IGOR FERNÁNDEZ
PSICOLOGÍA

El centro del mundo

En el mundo humano gregario, desde muy pronto se crean relaciones que implican cierta jerarquía entre las personas que lo formamos. Nos regimos por cierto estatus en relación a los demás que necesitamos descubrir en los distintos estadios de la vida. ¿Quiénes somos con respecto a los otros? ¿Quiénes son ellos para nosotros? Esta cuestión capital determinará otras tantas creencias que resultan de su respuesta: creencias sobre nosotros mismos, los demás y el mundo en general. Desde el nacimiento, las propias necesidades son para nosotros el centro de nuestro universo; necesidades básicas para la vida, pero para cubrir las cuales no tenemos todavía suficiente poder, capacidad o habilidades. Dependemos entonces de otros para seguir adelante el tiempo suficiente como para construir la propia fuerza y de ahí la capacidad de impactar en el mundo. En pequeñas dosis vamos creando esa idea de nosotros como alguien capaz de influir, una idea que será esencial para nuestro concepto propio y nuestro ímpetu para actuar en el mundo en adelante. Pero esa capacidad de influencia necesita contraste en los demás. Una niña de tres añitos que no suelta la palabra «no» ante cualquier propuesta, o un niño de cinco que pide que le dejen «hacerlo solo» son solo algunos ejemplos. Y la respuesta de quien esté enfrente es importantísima en ese modelado de las propias capacidades.

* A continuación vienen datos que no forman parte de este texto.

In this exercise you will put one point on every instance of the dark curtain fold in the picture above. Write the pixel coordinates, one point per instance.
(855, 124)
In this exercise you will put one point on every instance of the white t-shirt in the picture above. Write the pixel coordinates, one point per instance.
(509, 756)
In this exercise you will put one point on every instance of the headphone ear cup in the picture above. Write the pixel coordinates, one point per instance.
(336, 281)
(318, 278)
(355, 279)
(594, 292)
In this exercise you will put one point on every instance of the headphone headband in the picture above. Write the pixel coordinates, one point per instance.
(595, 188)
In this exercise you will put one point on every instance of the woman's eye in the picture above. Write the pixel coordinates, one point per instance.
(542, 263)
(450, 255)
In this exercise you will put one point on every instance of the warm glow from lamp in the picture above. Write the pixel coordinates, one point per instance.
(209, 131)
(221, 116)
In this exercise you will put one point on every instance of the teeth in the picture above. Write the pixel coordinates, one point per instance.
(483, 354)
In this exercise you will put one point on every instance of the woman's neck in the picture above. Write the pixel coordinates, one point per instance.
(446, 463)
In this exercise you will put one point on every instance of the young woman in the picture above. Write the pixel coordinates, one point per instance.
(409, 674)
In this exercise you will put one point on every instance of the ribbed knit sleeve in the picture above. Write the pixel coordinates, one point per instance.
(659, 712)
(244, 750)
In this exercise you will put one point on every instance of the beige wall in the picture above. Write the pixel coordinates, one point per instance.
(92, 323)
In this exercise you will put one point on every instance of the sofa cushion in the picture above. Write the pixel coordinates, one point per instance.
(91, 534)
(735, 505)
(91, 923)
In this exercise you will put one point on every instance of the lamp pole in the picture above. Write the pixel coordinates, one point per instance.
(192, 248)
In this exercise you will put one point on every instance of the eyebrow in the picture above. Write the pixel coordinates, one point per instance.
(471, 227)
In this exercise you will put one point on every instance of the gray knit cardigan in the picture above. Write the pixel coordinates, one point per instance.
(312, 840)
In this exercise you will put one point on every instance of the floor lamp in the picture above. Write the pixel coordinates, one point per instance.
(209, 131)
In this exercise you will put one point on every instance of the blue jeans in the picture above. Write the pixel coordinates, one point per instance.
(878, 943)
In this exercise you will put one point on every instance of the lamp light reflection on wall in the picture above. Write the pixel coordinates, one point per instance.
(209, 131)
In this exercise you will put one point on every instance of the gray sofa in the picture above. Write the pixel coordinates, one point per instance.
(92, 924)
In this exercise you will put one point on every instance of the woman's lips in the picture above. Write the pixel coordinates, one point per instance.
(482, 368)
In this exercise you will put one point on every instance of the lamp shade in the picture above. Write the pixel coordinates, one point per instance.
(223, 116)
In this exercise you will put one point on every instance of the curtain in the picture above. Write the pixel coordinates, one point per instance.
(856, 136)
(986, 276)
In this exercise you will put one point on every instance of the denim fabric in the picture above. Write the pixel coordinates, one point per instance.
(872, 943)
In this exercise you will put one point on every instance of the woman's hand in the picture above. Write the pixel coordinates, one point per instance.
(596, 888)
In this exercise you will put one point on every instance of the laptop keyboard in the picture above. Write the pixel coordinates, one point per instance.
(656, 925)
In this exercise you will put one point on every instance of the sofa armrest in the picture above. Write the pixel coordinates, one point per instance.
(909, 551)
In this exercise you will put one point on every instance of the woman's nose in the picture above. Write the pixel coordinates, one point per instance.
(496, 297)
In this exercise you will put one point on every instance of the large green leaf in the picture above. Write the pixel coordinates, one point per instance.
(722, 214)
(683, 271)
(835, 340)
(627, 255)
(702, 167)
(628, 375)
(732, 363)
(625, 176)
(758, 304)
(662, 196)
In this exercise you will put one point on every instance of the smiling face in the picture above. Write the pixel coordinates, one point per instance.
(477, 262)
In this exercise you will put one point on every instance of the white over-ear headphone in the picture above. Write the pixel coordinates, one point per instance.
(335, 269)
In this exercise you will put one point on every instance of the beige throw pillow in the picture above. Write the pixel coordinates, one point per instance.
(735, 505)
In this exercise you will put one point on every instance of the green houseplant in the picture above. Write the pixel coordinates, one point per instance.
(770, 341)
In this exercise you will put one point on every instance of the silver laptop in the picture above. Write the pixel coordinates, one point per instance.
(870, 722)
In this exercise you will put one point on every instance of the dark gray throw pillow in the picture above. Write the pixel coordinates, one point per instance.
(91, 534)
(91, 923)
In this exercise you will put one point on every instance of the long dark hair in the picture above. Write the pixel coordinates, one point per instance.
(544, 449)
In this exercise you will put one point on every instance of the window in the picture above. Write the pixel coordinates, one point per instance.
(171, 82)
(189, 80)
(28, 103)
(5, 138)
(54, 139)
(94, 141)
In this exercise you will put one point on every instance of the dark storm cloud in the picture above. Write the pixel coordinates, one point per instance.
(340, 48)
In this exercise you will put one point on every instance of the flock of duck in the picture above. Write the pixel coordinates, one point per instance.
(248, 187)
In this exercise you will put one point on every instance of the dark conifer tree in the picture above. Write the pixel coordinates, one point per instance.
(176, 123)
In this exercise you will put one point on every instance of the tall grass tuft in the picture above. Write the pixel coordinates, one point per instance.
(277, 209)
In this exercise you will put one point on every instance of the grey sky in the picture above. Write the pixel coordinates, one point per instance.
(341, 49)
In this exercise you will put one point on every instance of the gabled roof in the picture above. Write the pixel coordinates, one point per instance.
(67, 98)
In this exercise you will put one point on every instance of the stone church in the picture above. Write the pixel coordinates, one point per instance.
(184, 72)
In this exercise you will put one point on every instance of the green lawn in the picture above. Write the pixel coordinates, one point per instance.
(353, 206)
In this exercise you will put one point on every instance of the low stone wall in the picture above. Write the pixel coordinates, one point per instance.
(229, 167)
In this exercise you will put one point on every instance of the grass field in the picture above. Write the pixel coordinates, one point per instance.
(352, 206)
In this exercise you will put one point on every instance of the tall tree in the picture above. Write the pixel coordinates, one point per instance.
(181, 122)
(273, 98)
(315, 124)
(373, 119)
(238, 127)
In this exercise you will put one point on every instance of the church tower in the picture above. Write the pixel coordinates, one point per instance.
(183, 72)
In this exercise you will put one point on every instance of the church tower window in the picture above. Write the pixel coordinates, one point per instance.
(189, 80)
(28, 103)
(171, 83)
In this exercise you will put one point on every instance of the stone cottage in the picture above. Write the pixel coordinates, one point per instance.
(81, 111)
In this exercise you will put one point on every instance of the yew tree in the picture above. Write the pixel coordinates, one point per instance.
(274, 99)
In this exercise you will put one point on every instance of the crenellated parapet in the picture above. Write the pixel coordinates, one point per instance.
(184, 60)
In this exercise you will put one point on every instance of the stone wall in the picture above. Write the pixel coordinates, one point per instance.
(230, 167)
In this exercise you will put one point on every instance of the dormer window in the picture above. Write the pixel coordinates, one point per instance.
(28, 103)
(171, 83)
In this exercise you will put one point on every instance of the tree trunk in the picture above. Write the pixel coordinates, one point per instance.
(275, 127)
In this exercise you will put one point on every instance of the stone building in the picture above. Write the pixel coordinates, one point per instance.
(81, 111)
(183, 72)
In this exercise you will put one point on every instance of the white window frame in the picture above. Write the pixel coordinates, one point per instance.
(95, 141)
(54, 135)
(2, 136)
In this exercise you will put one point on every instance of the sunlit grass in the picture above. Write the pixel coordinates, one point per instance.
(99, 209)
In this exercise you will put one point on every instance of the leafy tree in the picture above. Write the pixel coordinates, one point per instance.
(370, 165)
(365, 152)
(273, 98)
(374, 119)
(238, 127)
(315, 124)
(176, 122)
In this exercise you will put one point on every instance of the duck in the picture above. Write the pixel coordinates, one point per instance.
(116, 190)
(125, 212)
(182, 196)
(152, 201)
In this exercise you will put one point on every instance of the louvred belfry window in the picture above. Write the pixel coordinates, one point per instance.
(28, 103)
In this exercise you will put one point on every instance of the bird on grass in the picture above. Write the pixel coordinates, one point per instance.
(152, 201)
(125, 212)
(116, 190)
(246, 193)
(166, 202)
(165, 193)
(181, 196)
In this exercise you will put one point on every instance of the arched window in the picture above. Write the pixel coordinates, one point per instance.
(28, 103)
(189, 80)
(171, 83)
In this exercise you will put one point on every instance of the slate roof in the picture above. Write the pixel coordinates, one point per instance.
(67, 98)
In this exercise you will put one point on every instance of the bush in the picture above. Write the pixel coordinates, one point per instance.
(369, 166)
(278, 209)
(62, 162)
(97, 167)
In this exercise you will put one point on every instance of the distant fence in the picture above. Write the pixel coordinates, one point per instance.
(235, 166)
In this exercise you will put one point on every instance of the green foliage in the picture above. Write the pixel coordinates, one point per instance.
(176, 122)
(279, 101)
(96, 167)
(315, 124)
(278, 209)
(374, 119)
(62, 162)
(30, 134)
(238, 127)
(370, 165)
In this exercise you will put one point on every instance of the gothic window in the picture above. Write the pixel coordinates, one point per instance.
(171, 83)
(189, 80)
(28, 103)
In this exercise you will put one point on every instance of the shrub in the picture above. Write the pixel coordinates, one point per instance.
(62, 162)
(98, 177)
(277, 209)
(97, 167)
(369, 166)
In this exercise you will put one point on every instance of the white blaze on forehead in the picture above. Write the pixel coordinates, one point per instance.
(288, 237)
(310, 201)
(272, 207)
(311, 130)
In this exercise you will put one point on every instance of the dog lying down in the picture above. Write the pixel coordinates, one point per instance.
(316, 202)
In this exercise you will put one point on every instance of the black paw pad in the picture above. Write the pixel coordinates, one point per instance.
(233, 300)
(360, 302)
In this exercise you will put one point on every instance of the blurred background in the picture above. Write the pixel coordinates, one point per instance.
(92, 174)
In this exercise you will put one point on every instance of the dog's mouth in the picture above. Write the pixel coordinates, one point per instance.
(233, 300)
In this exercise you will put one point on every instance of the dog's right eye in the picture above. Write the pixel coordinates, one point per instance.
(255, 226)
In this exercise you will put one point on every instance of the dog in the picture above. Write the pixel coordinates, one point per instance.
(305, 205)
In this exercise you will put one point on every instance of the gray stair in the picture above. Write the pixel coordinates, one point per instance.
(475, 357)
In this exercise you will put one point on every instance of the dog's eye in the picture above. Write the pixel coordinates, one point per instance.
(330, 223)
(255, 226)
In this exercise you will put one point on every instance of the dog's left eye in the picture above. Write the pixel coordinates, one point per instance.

En cada etapa del desarrollo hay un periodo en el que volvemos a revisar esta parte del concepto de nosotros mismos, y en algunas de ellas nos lleva más tiempo que en otras. La adolescencia, por ejemplo, es uno de esos momentos en los que la atención sobre uno mismo necesita ser mayor. Estos momentos de egocentrismo indispensable generan toda suerte de reacciones a lo largo del tiempo por parte de los implicados, ya que, junto con el ejercicio de la propia voluntad y la medida de la propia influencia, deben coexistir el ejercicio de la empatía y la solidaridad necesarias para la convivencia. Y esto no es nada fácil. Si nos pasamos en un extremo, el niño o la adolescente puede olvidarse de que los demás tienen necesidades y que a veces también la propia voluntad debe relegarse a un segundo puesto a favor de otros; pero, si nos pasamos en el extremo opuesto, corremos el riesgo de olvidarnos de nuestras propias necesidades y de que, a veces, la voluntad ajena es la que debe relegarse a ese segundo puesto a nuestro favor.

Es sin duda un baile bastante sutil que aprendemos también de las maneras más mínimas: un comentario, una mirada, una celebración o un reproche son pruebas que pueden confirmar nuestro poder de influencia o recordarnos nuestras limitaciones. Sea como fuere, y a pesar de que el egocentrismo parece casi una seña de identidad en el mundo que vivimos y es un concepto con algunas connotaciones negativas, cuando nos centramos en el desarrollo de la persona, la focalización en uno mismo o en una misma, es imprescindible al construir la propia identidad y para poder proyectarse al futuro e imaginarse consiguiendo lo que más tarde vamos a construir.

Si la capacidad para impactar en el mundo fuera una cara de una moneda, las limitaciones propias sería la otra, y siempre van juntas cuando nos arriesgamos o nos retiramos ante un reto que la vida nos pone delante. Es cierto que en todo este proceso de creación y contraste de estas facetas los otros participan, como decíamos más arriba, y junto a ellos podremos celebrarnos o reprocharnos, pero, para construir nuestro concepto propio de forma positiva, necesitamos ser el centro de nuestro mundo en la misma medida que necesitamos compañía y límites para hacerlo.